Criticism of record walleye misguided
Most people who’ve seen the photo in Wednesday’s paper of John Grubenhoff holding the Washington record 20.32-pound walleye he caught in the Columbia River are amazed and congratulatory.
But a surprisingly high percentage of readers are critical.
They’re saying he should have released the egg-laden 35.5-inch female back into Lake Wallula, the reservoir behind McNary Dam where the fish was caught on Friday.
The Washington Department of Fish and Wildlife officially declared the fish a state record Wednesday – in record time. With interest in the fish spreading across the country, state officials fast-tracked a confirmation process that normally takes weeks.
Grubenhoff’s lunker is the first walleye over 20 pounds caught in the United States since 1988, said Bruce Bolding, department warm water fisheries manager.
“It’s a big deal,” he said, noting the walleye topped the state record set in 2007 by more than a pound.
In order to be officially measured and weighed on a certified scale for record status, there’s basically no option in this region for keeping a 3-foot-long fish alive.
Yet about 20 percent of the comments on The Spokesman-Review Facebook page yanked barbs in to the Pasco angler’s reputation. The percentage is even higher on some fishing websites where the catch-and-release ethic has gone astray.

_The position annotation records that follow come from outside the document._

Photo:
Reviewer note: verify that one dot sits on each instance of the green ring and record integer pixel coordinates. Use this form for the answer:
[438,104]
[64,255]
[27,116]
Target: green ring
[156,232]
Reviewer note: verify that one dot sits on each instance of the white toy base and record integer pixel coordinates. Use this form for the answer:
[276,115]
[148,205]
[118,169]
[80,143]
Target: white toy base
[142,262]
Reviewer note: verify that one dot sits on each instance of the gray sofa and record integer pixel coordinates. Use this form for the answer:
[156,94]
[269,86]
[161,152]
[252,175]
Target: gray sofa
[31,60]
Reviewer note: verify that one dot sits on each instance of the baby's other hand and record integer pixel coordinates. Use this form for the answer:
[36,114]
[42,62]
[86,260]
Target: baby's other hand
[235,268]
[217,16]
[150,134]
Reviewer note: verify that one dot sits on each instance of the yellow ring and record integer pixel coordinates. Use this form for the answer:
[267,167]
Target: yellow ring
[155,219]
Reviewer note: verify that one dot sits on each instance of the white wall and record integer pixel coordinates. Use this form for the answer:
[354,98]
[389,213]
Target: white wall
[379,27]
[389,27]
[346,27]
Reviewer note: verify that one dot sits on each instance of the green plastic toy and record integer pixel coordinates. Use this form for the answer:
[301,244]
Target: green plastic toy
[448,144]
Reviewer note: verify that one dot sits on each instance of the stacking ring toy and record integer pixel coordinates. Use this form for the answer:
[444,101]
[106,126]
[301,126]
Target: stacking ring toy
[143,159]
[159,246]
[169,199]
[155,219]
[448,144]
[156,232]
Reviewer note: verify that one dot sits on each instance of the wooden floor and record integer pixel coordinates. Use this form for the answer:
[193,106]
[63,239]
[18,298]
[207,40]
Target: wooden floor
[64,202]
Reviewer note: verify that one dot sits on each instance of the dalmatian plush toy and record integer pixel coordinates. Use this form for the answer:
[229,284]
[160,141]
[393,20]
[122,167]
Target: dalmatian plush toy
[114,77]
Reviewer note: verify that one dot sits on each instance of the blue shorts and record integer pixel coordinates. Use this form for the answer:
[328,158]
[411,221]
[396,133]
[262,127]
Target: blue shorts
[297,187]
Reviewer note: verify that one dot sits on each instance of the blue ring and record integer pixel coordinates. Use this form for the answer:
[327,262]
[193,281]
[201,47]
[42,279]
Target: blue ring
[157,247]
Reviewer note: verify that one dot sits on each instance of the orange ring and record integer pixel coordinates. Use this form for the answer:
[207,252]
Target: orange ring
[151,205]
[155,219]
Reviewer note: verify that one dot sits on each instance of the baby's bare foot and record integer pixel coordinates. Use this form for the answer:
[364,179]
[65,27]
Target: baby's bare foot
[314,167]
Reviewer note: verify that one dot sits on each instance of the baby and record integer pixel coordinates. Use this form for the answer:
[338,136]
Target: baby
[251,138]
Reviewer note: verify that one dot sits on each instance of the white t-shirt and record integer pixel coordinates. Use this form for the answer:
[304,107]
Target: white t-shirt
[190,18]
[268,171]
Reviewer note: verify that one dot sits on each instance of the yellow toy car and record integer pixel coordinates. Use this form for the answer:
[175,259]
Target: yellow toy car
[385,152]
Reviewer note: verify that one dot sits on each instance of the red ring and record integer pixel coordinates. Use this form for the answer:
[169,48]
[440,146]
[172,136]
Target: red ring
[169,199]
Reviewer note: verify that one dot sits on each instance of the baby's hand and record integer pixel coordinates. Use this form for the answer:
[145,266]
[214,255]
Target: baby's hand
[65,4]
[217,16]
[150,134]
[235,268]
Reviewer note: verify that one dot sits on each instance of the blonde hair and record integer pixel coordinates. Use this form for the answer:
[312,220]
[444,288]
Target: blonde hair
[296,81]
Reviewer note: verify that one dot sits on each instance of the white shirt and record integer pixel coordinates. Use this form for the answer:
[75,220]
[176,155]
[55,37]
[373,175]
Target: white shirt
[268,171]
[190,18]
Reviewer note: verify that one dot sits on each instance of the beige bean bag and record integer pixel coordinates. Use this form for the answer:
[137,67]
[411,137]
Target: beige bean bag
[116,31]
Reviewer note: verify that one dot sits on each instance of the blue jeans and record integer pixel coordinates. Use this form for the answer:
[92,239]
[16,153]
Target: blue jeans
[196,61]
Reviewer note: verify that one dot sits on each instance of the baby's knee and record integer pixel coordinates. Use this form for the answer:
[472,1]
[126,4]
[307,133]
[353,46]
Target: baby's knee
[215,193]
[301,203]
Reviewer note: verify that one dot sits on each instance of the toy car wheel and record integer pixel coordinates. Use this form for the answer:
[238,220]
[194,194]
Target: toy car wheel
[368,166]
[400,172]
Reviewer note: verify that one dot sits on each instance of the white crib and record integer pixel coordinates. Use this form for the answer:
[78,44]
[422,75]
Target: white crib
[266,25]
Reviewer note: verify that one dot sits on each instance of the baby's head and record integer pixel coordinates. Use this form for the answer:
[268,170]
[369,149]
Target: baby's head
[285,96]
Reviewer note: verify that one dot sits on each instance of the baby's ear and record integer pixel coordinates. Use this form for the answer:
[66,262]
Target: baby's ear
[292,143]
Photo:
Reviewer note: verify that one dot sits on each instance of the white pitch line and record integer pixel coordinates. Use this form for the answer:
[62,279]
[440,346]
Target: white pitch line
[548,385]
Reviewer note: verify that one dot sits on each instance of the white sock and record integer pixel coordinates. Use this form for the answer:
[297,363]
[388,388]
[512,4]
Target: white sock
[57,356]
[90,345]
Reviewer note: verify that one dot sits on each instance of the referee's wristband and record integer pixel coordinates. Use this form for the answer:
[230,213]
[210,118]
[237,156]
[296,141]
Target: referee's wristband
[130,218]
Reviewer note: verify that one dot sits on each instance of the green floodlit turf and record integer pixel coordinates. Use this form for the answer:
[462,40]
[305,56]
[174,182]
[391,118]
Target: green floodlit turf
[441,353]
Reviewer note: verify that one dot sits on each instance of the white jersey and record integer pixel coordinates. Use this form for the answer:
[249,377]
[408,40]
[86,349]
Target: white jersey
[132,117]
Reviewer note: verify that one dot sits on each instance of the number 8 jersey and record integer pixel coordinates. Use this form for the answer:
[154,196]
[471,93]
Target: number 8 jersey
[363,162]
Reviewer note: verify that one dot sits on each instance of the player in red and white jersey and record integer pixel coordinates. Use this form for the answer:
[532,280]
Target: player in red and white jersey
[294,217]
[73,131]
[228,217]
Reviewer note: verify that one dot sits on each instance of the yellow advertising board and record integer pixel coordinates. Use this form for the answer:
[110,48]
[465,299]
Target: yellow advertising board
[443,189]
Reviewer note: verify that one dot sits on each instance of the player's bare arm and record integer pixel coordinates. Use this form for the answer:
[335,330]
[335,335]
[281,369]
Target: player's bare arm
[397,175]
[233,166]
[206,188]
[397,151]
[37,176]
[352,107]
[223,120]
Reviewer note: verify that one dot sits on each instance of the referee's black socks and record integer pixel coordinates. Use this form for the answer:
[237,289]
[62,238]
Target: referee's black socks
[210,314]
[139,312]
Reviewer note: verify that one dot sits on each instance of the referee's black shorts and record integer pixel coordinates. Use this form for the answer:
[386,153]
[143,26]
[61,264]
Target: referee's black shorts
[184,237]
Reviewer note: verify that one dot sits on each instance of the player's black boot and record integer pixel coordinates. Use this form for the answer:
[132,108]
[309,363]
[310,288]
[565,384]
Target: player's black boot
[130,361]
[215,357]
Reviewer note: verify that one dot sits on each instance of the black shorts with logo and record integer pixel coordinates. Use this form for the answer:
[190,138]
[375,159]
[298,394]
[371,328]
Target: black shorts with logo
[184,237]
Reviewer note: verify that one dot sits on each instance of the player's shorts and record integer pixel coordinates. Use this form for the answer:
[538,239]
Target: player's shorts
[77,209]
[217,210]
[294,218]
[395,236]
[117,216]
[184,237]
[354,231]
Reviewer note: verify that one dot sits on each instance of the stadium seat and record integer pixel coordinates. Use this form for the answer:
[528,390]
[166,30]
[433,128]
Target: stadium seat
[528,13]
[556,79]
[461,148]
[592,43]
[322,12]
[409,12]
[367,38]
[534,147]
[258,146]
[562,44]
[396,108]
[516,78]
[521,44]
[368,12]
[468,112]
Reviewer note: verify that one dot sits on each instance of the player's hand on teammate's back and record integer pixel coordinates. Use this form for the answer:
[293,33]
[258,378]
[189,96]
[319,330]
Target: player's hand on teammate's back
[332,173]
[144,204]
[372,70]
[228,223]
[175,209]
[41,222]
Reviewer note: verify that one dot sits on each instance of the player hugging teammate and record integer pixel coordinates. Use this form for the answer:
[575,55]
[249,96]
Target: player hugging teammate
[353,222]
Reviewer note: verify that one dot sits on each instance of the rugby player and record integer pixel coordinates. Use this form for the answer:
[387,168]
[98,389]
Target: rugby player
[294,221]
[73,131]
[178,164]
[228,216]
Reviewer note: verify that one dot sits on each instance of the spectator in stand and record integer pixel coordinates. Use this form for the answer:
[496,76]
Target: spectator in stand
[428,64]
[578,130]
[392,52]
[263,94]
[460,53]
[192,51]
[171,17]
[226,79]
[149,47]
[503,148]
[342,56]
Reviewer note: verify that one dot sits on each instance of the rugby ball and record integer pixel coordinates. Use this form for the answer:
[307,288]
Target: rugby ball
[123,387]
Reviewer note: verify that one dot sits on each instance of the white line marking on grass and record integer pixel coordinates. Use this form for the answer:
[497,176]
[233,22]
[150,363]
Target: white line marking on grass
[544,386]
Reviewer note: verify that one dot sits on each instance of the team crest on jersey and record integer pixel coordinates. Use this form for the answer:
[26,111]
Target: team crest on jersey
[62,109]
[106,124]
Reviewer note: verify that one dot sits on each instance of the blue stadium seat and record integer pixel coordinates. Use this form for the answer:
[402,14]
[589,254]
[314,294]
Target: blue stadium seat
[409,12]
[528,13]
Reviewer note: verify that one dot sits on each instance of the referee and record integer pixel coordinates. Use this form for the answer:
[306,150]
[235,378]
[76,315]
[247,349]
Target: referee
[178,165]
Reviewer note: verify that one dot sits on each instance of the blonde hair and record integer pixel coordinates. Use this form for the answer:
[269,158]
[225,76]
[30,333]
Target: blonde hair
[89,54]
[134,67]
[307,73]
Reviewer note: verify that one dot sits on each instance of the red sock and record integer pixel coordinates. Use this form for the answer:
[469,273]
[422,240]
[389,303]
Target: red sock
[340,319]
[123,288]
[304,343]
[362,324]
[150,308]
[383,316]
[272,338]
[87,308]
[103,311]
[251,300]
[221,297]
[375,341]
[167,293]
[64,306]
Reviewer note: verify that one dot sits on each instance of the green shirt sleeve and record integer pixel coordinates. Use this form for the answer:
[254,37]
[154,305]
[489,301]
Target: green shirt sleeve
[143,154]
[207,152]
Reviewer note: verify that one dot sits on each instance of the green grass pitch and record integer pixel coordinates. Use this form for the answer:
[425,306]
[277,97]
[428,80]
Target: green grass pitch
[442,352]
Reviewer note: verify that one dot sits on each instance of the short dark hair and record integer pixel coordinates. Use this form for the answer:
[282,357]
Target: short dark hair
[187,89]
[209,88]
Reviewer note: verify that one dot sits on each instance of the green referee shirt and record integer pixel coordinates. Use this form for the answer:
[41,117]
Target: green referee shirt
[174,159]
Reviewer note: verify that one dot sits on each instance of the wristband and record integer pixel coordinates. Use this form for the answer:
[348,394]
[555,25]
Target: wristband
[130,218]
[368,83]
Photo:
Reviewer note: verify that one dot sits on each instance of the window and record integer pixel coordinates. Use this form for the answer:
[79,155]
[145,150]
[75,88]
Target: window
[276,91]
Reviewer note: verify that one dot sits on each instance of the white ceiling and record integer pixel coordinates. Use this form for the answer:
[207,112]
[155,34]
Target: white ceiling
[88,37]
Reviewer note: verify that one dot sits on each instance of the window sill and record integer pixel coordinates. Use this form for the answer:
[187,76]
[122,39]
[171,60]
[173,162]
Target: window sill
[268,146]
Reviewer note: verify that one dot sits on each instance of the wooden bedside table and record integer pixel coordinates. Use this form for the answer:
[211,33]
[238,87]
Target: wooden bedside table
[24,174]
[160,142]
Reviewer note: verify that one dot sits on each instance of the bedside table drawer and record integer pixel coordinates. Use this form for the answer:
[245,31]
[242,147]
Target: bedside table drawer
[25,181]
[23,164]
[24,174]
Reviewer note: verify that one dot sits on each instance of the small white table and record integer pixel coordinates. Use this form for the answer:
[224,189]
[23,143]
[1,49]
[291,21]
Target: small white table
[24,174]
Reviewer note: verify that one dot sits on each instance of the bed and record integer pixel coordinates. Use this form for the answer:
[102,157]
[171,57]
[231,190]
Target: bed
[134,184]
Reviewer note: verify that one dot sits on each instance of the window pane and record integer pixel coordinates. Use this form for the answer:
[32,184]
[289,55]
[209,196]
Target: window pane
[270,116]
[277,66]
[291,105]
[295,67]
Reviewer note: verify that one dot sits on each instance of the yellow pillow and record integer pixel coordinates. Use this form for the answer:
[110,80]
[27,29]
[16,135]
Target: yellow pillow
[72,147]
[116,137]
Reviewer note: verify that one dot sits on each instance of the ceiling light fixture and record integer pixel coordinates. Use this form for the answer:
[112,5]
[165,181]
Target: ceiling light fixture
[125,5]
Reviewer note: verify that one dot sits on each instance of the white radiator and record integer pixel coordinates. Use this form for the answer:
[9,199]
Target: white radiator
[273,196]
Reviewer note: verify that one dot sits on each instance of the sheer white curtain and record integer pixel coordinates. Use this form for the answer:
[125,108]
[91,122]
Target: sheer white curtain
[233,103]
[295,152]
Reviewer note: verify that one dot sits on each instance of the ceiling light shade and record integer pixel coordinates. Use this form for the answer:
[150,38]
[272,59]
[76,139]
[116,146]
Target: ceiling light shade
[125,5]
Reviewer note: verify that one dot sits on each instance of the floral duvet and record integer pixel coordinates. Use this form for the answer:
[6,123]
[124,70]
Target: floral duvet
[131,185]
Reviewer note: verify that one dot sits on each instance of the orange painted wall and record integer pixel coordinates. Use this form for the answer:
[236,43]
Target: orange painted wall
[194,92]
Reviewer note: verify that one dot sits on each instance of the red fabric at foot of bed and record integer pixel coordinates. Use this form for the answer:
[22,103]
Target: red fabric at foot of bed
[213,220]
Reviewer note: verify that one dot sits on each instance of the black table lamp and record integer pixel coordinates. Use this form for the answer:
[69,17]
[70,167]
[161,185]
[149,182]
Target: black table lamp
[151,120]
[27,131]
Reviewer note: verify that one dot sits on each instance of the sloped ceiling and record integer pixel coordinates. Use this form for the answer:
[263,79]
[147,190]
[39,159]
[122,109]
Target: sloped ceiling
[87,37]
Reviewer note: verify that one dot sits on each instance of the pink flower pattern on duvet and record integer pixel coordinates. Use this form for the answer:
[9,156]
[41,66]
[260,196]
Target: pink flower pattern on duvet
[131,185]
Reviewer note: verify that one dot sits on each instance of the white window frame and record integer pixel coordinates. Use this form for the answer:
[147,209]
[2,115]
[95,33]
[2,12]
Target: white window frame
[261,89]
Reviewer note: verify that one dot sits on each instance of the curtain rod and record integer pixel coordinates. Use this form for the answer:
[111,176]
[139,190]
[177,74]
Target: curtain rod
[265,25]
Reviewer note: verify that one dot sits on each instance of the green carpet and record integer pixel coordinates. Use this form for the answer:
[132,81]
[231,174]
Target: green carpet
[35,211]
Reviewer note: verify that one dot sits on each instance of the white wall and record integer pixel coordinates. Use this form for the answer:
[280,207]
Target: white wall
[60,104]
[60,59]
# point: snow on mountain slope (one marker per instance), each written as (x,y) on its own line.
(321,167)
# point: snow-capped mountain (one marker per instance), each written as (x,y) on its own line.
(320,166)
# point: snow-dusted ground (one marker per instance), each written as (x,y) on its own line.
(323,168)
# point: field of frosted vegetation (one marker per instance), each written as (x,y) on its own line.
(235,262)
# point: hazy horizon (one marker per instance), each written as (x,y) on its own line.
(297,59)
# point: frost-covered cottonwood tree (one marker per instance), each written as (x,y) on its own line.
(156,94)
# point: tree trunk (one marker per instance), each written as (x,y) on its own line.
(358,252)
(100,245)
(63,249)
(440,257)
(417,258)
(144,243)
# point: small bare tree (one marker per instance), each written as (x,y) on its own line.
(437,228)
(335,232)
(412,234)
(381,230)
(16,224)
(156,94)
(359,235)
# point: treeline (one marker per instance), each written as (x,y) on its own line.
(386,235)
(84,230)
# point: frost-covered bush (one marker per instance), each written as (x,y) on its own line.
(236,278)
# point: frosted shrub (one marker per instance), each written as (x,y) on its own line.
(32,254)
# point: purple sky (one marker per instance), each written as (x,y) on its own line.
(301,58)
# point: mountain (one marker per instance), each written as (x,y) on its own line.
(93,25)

The outrage boils down to two contentions:
• The Columbia’s walleye fishery will suffer because the female didn’t get a chance to spawn her huge load of eggs.
• Luck and many years are required to grow a trophy walleye and they’ll all be gone if anglers kill the few that get over 15 pounds.
The first point is bogus.
“From a biological, population dynamics and genetics perspective,” Bolding explained, “releasing large, gravid females does not do much to perpetuate the population, for several reasons.
“Relatively speaking, there are so few large fish and so many more smaller fish that do most of the spawning. Female walleye in Washington become sexually mature at three years of age, when they are about 17 inches long and carry about 50,000 eggs. As they get older and larger, the number of eggs goes up sharply so it does not take many females at all to maintain a healthy population.
“Also, genetically, we know that large parents do not equate to more and larger offspring. Diversity is more important that size selection.”
The second contention by the catch-and-release zealots has a bare thread of validity. Indeed, the big fish would disappear if anglers killed them all. But the problem with the argument is that they don’t.
Why? First, because trophy walleye are darned difficult to hook and, second, because the most dedicated anglers like Grubenhoff – a regular on the walleye tournament circuit – rarely keep ANY walleyes.
“This is the first fish I’ve kept this year, other than a few small ones to eat,” he said during the interview for Wednesday’s story in which he detailed how he caught the record walleye.
“I felt bad about killing the fish, to tell you the truth. But when you get a fish like that, it ain’t like you can have a reproduction made. I’ve caught a lot of fish. I knew it was special, maybe the fish of a lifetime.”
Since he was fishing alone, landing the “big girl,” as he calls it, required all of Grubenhoff’s attention and skill to net.
“I got it up to the boat and I wasn’t paying attention to how huge it was until I lifted it,” he said. “ ‘Wow!’ I thought.
“Then I set it on the bottom of the boat and said, ‘Oh my Lord!’ ”
He lifted the walleye on a hand scale and saw the needle pop over the 20-pound mark.
“I knew it was a possible record,” he said. “But I kept fishing.”
He said he’d already caught and released a 14-pounder and a 6-pounder before he caught the 20-pounder – and he’d been fishing for barely an hour.
He was on a roll and the sun was going down. He said he’s had his best fishing for large walleye during winter, just before dark.
“She was in the livewell, but after about 45 minutes I couldn’t fish any longer,” he said.
“I was so excited I couldn’t concentrate.”
He called his son, who contacted a fisheries biologist who met him at an Albertsons supermarket to witness the official record-breaking weigh-in.
The photo the Grubenhoffs posted of the fish went viral.
“Word gets around fast these days,” he said, noting that he’s seen comments from angers in many states, especially the walleye-crazy Midwest.
“Mr. Grubenhoff did far more for Washington walleye fishing by keeping this fish and getting a new state record than if he had released it,” Bolding said from his office in Olympia.
“There has been a lot of excitement and notoriety, both locally and across the country because breaking the 20-pound barrier is huge.
“The last state record to break 20 pounds was in Missouri in 1988. Washington now has the fifth-largest state-record walleye and there is a good possibility we will keep moving toward the top.
“We have some of the best walleye fishing in the country and there is no reason to pretend to keep it secret.”
Bolding is looking at the big picture, not just one man’s fish of a lifetime.
“Washington has some of the highest densities and largest walleyes and our populations are greatly underexploited,” he said. “We need anglers to harvest more fish. This is particularly true of Potholes, Moses Lake and Lake Roosevelt, along with the pools in the Columbia River.
“Some anglers don’t agree with that because it is hard to grasp how enormous some of those populations are.”